First, the notable scene is during the campaign at 1:01:07 (one hour, one minute and seven seconds). The dramatization exposes a political gathering where people dressed formally are seated behind the Kane, and there is an audience in front. Kane authoritatively speaks and attacks his political competitor while his supporters clap in applause. It dramatization reveals a true political arena as Kane delivers political rhetoric to the audience. Kane portrait is hanged in the background. The video editor entails fade in and fade out methods while joining several shots for the continuity in scene shots from the audience, Kane, and Jim W.Gettys are alternated. Kane utilizes the characters freedom of movement while viewers are seated. Kane appears balanced, comfortable, and natural in away showing heroic motion. The scene employs an exemplary sound montage. Hastened violin sound provides continuity from one scene to another after the campaign (Giannetti, 67). The scene uses long shots, full shot medium and even close –up when showing Kane, background, audience and Jim W.Gettys who views the campaign proceeding from the upper ground.

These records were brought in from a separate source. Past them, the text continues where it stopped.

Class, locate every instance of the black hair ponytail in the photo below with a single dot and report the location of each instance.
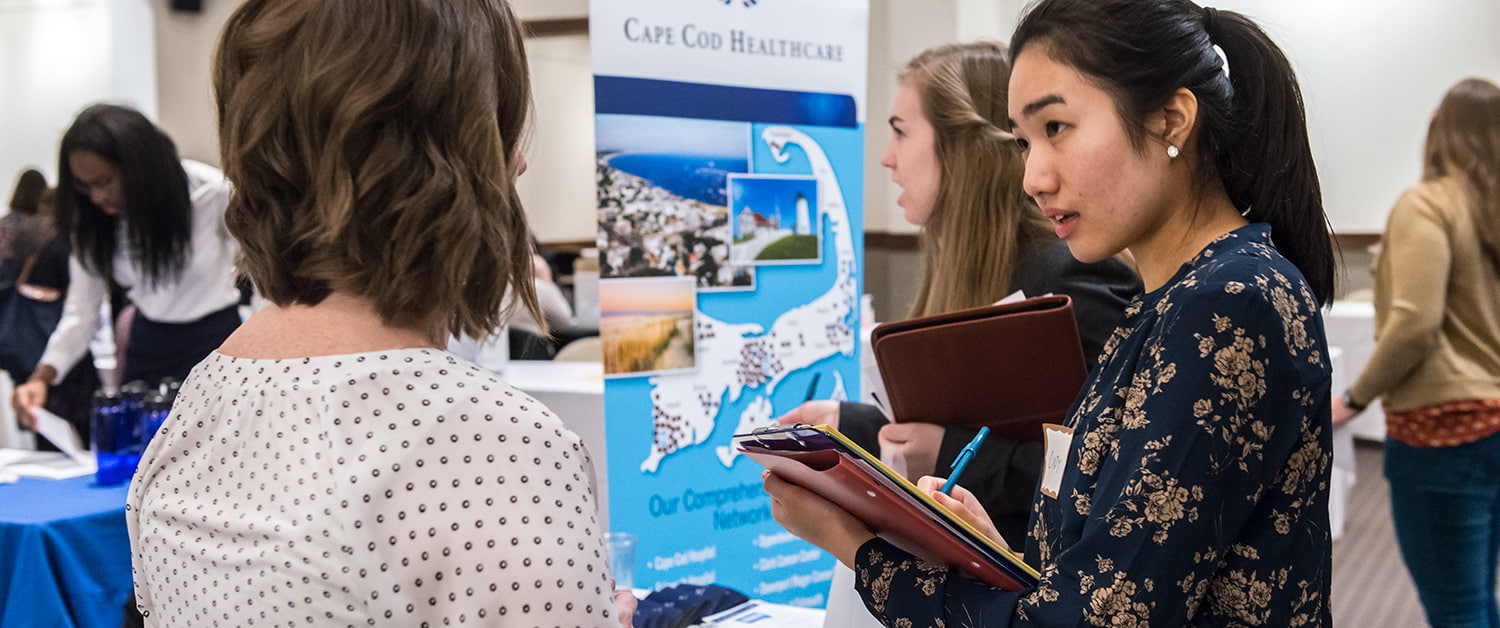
(1251, 123)
(1266, 159)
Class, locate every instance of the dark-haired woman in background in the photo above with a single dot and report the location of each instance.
(1437, 361)
(140, 218)
(1193, 484)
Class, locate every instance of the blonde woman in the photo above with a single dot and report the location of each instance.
(1437, 361)
(330, 463)
(983, 239)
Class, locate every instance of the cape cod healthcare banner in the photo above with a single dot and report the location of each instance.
(729, 161)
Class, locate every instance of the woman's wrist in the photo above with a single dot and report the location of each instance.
(1352, 403)
(44, 373)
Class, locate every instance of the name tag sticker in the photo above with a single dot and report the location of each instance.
(1058, 442)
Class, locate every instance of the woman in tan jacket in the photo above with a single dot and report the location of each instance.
(1437, 361)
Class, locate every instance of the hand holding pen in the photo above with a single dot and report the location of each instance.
(963, 459)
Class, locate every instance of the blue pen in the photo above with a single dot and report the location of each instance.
(963, 459)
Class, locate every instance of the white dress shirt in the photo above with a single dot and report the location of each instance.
(206, 284)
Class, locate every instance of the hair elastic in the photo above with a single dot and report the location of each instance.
(1212, 26)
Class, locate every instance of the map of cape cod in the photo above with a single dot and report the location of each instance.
(746, 358)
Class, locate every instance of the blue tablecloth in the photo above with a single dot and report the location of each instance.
(65, 555)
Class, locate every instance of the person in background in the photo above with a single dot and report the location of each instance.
(141, 218)
(33, 282)
(1194, 484)
(960, 177)
(330, 463)
(1437, 361)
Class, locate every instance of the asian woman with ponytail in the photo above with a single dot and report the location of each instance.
(1194, 486)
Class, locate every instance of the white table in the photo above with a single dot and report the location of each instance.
(575, 391)
(1350, 325)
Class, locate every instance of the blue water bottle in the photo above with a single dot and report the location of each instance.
(111, 438)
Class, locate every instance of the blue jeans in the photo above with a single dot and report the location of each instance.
(1445, 502)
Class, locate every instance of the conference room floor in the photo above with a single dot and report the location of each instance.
(1371, 586)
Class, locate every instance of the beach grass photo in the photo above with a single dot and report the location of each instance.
(647, 324)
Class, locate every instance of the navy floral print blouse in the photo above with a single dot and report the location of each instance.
(1196, 487)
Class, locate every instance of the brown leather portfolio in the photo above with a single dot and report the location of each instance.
(822, 460)
(1011, 366)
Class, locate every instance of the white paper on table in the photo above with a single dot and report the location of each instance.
(62, 433)
(48, 465)
(762, 613)
(1017, 296)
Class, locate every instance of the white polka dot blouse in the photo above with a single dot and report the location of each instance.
(401, 487)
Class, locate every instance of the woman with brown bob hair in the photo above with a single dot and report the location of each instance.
(330, 463)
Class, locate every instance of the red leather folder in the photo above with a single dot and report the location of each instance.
(822, 460)
(1011, 366)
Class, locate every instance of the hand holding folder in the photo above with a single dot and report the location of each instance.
(1010, 367)
(822, 460)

The second fantastic scene emanates from 1:08:11 run into the film. The scene occurs in 185 West seventy-Fourth Street house where Jim W.Gettys threatens Kane’s not to expose him. The scene takes place in a room in the presence of Emily Monroe Norton and Susan Alexander. The mood is tensed as Kane and Jim exchange accusations. Emily and Susan are confused and threatened by Jim. The scene used long shots at an oblique angle to show the people entering the room then maintained on medium shots while they were talking. Mise en Scene shows an aspect ratio framework 1.33:1 runs throughout the movie. The scene entails the use of fade in, fade out and sweep styles in editing for engaging continuity in the shots (Giannetti, 34). The dramatization presents disagreement between Jim and Kane, Emily moves away and request Kane to move with her, but he is unwilling saying that he will sort his personal issues. Jim unrelentingly warns Kane of his move through variation of voice tone amongst many other features.
The third scene shows confusion melancholic mood after Kane lost the election at 1:10:12 run of the film. Dramatization of the scene shows the dilemma editors have in selecting what information to present to its audience. They find it hard to report Kane’s governorship seat loss. The scene marks the falling action of the movie. The scene reveals a printing workplace where people perform different tasks. The video editing uses fade in and out to provide continuity in the scene. The scene entails the use of medium shot in the photography. A low, soothing sound creates exhibits a somber mood and provides continuity to next scenes.